Despite those questions, both the Boston and New York police departments, 10 to 15 percent of Fortune 500 companies, court systems, federal reserve banks, and numerous high schools still use the hair test. The FBI phased it out in 2009, then re-implemented it in 2014. About 200,000 drug tests are run on hair in the US every year.

Meanwhile, research from Kidwell and other scientists has shown that both the amount of melanin in the hair and some chemical treatment involved in styling makes a difference in how much contamination the hair can absorb. Kidwell has appeared as an expert witness in many lawsuits about the validity of the tests over the last 20 years.

“I am not sure there will ever be absolute settlement,” says Bruce Goldberger, the chief of forensic medicine and a professor of toxicology at University of Florida Health. He was the first person to find a way to identify the difference between heroin and morphine in a drug hair test.

The law has generally sided with Pyschemedics. But in 2012, the state of Massachusetts ruled that the hair test alone is not enough to terminate employment. Six police officers were reinstated in their jobs, and Hogan finally graduated from the police academy. She and the other plaintiffs are now in a federal court, asserting that the test is specifically discriminatory.

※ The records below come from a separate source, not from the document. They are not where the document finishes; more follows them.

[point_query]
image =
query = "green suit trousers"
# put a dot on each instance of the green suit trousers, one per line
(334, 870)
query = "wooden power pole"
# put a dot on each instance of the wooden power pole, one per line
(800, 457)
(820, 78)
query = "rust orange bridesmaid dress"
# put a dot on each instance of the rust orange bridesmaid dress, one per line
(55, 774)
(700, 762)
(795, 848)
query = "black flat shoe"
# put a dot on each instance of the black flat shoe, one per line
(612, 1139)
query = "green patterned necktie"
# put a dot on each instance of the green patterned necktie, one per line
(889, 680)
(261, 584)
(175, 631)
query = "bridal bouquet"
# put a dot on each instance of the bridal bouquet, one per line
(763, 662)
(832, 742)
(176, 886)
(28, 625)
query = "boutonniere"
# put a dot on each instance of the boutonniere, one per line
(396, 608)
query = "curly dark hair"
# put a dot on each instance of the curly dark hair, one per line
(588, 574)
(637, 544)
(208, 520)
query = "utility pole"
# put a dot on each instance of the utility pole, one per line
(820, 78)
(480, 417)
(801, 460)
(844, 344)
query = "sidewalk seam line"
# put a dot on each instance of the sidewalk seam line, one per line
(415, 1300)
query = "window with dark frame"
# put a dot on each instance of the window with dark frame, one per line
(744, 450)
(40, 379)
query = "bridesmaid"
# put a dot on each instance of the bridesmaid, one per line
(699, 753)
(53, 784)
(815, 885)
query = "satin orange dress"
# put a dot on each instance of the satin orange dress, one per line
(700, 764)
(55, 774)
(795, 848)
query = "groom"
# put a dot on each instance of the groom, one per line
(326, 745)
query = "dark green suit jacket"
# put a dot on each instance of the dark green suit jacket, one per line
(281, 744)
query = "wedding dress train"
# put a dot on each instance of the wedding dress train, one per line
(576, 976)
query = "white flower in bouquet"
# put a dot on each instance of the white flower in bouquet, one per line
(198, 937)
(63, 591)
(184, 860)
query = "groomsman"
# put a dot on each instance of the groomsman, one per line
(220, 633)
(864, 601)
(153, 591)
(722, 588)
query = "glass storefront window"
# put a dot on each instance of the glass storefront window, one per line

The stakes are high. Everyone wants police officers and other public servants to be as alert as possible, especially in dangerous situations. The FDA has approved Psychemedic’s hair tests for eight drugs, not just cocaine. Raymond C. Kubacki, now CEO of Psychemedics, says that scientific accuracy is the company’s top priority. “Psychemedics is a pioneer in the washing technique,” he says. “It’s important that we don’t have anyone falsely accused because of outside contamination.”

But the hair test puts an undue burden on African Americans, and especially African American women. Common hair styles mean that simply cutting a chunk of hair for the test can be harder for these women. And adding extra hurdles for this group to join and stay in law enforcement could cost the city: Male police officers cost the government between two to five times more in legal fees than female police officers—and only about 13 percent of policy officers identify as women.

Though Hogan has already been reinstated, the risk of future false positives still looms over her peers, both in and out of law enforcement. The result of her discrimination case, which is still ongoing, should inform the use of a potentially flawed test—and hopefully spur the development of others.